Quantitative relationships between film morphology, charge carrier dynamics, and photovoltaic performance in bulk-heterojunction binary vs. ternary acceptor blends†
Abstract
Addressing pertinent and perplexing questions regarding why nonfullerene acceptors (NFAs) promote higher power conversion efficiencies (PCEs) than traditional fullerenes and how photoactive bulk heterojunction (BHJ) film morphology, charge photogeneration, and recombination dynamics dictate solar cell performance have stimulated many studies of polymer solar cells (PSCs), yet quantitative relationships remain limited. Better understanding in these areas offers the potential to advance materials design and device engineering, afford higher PCEs, and ultimate commercialization. Here we probe quantitative relationships between BHJ film morphology, charge carrier dynamics, and photovoltaic performance in model binary and ternary blend systems having a wide bandgap donor polymer, a fullerene, and a promising NFA. We show that optimal PC71BM incorporation in a PBDB-TF:ITIC-Th binary system matrix retains the original π-face-on orientation, ITIC-Th crystallinity and BHJ film crystallite dimensions, and reduces film upper surface ITIC-Th segregation. Such morphology changes together simultaneously increase hole (μh) and electron (μe) mobilities, facilitate light-activated ITIC-Th to PC71BM domain electron delocalization, reduce free charge carrier (FC) bimolecular recombination (BR) within PBDB-TF:ITIC-Th mixed regions, and increase FC extraction pathways viaPBDB-TF:PC71BM pairs.
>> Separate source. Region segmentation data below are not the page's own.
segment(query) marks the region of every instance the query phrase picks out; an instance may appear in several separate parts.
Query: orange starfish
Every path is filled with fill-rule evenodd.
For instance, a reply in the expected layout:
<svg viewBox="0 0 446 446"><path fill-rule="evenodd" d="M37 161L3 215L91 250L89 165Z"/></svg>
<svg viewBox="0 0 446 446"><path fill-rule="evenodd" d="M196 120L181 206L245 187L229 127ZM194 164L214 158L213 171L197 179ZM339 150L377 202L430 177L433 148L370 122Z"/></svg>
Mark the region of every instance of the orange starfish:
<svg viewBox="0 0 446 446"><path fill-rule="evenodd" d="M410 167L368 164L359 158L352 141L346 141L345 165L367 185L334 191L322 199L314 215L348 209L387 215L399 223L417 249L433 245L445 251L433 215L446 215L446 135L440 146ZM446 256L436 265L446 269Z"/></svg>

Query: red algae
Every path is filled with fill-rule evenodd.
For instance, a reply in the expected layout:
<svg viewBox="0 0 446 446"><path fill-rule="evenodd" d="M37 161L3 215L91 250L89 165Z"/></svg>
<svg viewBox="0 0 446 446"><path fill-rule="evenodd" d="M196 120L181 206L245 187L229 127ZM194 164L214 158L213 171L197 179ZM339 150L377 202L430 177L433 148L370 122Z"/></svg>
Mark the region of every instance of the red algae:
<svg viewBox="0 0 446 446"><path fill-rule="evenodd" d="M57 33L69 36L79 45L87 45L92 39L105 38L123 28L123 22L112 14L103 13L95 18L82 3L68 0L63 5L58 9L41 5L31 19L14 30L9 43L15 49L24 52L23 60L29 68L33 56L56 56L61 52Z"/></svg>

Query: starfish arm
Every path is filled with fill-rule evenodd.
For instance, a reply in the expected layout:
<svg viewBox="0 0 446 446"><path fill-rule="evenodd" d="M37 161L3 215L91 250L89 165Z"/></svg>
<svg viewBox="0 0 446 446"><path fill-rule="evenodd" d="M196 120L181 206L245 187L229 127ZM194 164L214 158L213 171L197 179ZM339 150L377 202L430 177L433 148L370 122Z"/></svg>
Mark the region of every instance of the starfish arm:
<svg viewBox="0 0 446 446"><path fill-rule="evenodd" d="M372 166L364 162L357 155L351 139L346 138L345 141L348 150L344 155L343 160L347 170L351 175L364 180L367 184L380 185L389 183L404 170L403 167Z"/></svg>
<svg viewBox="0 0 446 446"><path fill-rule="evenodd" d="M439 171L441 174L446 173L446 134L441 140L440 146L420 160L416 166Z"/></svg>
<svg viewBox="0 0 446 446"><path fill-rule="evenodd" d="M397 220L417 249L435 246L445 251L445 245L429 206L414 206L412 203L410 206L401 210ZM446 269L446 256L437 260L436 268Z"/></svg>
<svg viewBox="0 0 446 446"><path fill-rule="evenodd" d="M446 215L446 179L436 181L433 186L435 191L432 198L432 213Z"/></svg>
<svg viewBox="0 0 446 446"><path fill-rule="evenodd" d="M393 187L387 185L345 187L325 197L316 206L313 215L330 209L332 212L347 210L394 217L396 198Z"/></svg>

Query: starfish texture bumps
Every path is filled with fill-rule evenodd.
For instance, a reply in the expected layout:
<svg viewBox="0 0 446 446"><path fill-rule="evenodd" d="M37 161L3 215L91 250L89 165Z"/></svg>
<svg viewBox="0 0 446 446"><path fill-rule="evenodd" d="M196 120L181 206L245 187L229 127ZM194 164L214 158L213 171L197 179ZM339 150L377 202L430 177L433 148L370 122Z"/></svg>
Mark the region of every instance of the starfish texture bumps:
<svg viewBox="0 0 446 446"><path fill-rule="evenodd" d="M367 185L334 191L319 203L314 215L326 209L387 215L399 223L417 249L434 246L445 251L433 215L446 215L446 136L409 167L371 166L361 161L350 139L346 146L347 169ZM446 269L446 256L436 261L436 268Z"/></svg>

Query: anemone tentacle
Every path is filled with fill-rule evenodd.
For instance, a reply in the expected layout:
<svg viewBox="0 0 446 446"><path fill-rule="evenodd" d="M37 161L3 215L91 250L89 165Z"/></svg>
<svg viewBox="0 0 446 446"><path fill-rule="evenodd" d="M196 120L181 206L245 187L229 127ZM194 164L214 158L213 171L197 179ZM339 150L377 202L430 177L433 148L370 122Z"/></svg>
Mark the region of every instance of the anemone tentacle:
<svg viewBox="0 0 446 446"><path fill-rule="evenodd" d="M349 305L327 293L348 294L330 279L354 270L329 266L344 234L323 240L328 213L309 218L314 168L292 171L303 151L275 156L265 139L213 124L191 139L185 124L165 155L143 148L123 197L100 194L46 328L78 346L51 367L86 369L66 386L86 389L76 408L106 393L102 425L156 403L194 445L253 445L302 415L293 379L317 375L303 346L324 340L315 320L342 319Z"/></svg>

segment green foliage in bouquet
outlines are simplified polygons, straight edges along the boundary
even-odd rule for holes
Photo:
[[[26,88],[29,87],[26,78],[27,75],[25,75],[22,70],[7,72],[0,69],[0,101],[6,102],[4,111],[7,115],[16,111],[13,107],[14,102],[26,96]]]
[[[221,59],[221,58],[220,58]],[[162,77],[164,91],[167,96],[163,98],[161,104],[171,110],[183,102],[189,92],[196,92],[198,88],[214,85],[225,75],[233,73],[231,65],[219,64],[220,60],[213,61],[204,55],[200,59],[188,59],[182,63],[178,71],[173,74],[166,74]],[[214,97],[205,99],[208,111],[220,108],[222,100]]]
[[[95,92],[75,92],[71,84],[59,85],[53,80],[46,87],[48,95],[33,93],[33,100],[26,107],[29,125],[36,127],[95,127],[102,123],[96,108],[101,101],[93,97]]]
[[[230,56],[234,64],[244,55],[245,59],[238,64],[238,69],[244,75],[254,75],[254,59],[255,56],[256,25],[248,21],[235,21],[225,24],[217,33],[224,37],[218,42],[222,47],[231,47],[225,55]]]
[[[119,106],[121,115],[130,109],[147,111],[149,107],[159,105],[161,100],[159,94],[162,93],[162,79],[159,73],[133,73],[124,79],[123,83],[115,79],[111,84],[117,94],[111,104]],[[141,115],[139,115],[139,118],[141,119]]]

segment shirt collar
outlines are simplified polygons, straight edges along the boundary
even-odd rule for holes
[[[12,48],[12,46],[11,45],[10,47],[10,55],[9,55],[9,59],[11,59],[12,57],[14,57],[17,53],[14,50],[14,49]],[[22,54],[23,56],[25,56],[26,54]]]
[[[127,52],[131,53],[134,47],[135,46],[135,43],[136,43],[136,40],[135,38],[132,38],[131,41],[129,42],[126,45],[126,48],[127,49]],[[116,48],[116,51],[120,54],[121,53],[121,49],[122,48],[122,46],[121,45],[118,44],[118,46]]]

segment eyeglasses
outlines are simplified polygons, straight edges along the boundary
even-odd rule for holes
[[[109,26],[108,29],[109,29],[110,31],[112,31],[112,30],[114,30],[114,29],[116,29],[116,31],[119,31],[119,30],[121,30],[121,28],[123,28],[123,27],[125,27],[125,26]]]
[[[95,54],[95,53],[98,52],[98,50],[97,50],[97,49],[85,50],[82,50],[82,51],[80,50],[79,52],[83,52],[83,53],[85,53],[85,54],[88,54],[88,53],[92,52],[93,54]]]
The interplay of these effects yields significantly enhanced inverted cell short-circuit current density (JSC), fill factor (FF), and PCE. Unexpectedly, we also find that excessive PC71BM in the PBDB-TF:ITIC-Th binary system alters the PBDB-TF orientation to π-edge-on, increases large scale PC71BM-rich aggregations and BHJ upper surface PC71BM composition. These morphology changes increase parasitic decay processes such as intersystem crossing from photoexcited PC71BM, compromising the JSC, FF, and PCE metrics. ITIC-Th X-ray diffraction reveals a unique sidechain-dominated molecular network with previously unknown sidechain-end group stacking, rationalizing the STEM and GIWAXS results, photophysics, and the high μe. DFT computation reveals charge transfer networks within ITIC-Th crystallites, supporting excited-state electron delocalization from ITIC-Th to PC71BM. This structure–property understanding leads to a newly reported NFA blend with PCE near 17%.